イスラム教(イスラーム)とその文化・文明の解説書。イスラムの概要に軽く触れた後、その教え(教義)について、(新書のボリュームの割にはかなり)詳細に述べる。セム的一神教(ユダヤ教、キリスト教、イスラム教)の中でのイスラム教の立ち位置や、その教えの基本的な部分について理解が深まる。最後の章では、第2次大戦後に独立した各イスラム国家が、近代化とイスラムの教えとの矛盾の中でどのような経緯を辿ったかが書かれているが、近代イスラムについては以下の本の方が分かり易いかも知れない。
  • 小杉泰「イスラームとは何か? その宗教・社会・文化」(講談社、1994) (Amazon拙書評)

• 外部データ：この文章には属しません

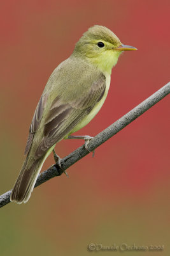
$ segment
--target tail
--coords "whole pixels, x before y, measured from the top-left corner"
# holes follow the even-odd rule
[[[11,202],[22,204],[28,201],[45,158],[43,156],[31,162],[29,157],[27,157],[12,190]]]

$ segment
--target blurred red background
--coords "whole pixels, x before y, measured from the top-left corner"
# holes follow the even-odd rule
[[[1,194],[18,174],[47,79],[90,26],[106,26],[138,51],[120,58],[105,104],[78,134],[95,136],[169,81],[168,7],[166,0],[1,1]],[[169,100],[70,168],[69,179],[53,179],[27,204],[2,208],[1,255],[88,255],[90,243],[164,245],[156,254],[169,255]],[[56,152],[64,157],[81,143],[63,141]],[[43,170],[53,163],[51,156]]]

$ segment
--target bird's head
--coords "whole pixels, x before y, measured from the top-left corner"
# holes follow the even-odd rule
[[[129,50],[137,49],[122,44],[108,28],[96,25],[83,35],[76,43],[73,54],[88,59],[101,71],[111,74],[120,54]]]

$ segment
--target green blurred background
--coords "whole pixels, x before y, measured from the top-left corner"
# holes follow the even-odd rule
[[[138,49],[113,70],[107,100],[78,134],[94,136],[168,82],[169,1],[1,1],[1,194],[24,159],[29,125],[53,70],[87,28],[103,25]],[[101,255],[169,255],[169,96],[68,170],[36,188],[26,204],[0,210],[0,255],[96,255],[103,246],[164,245],[162,251]],[[64,157],[81,145],[63,141]],[[43,170],[53,163],[52,156]],[[97,254],[97,255],[98,255]]]

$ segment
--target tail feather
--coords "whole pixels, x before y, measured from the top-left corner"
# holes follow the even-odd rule
[[[45,157],[43,156],[28,164],[28,157],[26,158],[12,190],[11,202],[22,204],[28,201],[44,161]]]

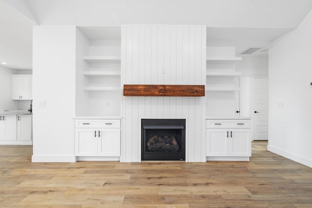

本書は、文章としての内容は豊富。図表が無いのが難点だが、上記・小杉本の図表をチラ見しながであればスルスルと読める。

イスラム教と言えば、信徒の多い地域はアフリカ~中東~中央アジア~東南アジアと広く、信徒の数は15億人とも言われる(キリスト教に次いで世界第2位)。さらに近年ではイスラム原理主義者たちの事件やISILなど、今ホットなテーマである。本書は15年以上前の本であり、近年の諸問題については言及がないが、これらの事件というレンズを通さず、比較的中立な立場からイスラム教を概観するのに良いかも知れない。上述の小杉本と併せて読むとより理解が深まるだろう。